3.3 KiB
The main purpose of this document is how to recover and eliminate the problem when you diagnose certain problems by executing the Kubeye command.
Node-level issues
1. Node is not ready due to docker service exception
Symptoms:
Node not ready. The error log shows the following error message:
Container runtime not ready: failed to get docker version: Cannot connect to the Docker daemon at unix:///var/run/docker.sock.

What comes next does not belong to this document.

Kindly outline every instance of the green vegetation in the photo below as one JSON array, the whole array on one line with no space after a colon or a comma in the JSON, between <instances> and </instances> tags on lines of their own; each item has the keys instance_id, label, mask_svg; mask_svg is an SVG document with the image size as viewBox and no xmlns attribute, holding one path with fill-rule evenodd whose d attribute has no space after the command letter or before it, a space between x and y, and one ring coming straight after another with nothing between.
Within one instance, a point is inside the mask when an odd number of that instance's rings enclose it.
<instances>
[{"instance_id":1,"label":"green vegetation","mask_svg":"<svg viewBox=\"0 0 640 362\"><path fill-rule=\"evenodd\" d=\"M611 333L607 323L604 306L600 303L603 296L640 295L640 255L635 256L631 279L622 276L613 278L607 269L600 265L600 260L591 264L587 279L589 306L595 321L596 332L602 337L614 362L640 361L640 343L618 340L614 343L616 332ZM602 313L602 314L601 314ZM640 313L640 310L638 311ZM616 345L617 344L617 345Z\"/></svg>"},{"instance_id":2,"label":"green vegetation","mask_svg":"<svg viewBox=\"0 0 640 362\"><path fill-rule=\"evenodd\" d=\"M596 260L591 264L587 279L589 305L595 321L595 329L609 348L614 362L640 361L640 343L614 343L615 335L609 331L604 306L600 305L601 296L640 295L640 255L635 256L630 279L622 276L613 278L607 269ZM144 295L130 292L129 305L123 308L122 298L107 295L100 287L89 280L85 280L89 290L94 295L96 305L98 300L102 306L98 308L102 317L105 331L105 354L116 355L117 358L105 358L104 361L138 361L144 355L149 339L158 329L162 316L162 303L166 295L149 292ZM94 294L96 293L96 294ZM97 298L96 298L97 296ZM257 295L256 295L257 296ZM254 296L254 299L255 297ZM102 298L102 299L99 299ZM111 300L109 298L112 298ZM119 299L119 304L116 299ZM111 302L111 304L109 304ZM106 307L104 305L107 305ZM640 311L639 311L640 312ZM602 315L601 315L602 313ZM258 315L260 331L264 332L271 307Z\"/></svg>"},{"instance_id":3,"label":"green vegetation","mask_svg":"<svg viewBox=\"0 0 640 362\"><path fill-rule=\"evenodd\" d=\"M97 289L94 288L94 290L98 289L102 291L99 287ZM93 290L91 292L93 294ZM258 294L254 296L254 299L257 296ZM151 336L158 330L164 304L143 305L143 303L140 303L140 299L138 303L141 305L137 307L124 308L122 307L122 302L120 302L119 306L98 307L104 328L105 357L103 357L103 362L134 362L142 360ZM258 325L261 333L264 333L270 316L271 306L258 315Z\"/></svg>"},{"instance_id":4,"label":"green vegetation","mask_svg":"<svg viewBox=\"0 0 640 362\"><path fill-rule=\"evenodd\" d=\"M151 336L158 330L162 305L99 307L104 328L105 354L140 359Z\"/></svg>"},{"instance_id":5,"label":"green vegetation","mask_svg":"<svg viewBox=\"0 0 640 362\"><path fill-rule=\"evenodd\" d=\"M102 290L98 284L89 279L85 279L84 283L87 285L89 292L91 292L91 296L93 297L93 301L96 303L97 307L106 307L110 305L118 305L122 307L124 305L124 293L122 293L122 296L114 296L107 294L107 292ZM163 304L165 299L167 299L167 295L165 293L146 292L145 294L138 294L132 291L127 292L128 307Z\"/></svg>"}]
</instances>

Is the docker daemon running?
Cause:
Docker service exception
Resolving the problem:
- Go to the corresponding node and check if the docker service is running or exist by the following command:
systemctl status docker
- If it's not running, start the docker service with the following command:
systemctl start docker
- If does not exist, it means that the corresponding node is reset and need to be added or deleted. prefer to add/delete
- If start fails, open two terminals on the same machine, one with the command view docker logs and the other with start docker command. such as the following command:
one terminal:journalctl -u docker -f
, other terminal:systemctl start docker
Pod-level issues
1. Pod is not Running due to image pull failure
Symptoms:
The status of Pod is ErrImagePull. The error log shows the following error message:
Error, ImagePullBackOff
Cause:
Pod is dispatched to that node and the pull image fails
Resolving the problem:
- kubectl describe the corresponding pod with namespace, see the image that cannot be pulled. such as the following command:
kubectl describe pod -n <namespace> <podName>
- Compare the pulled image with the actual one needed, note the image format.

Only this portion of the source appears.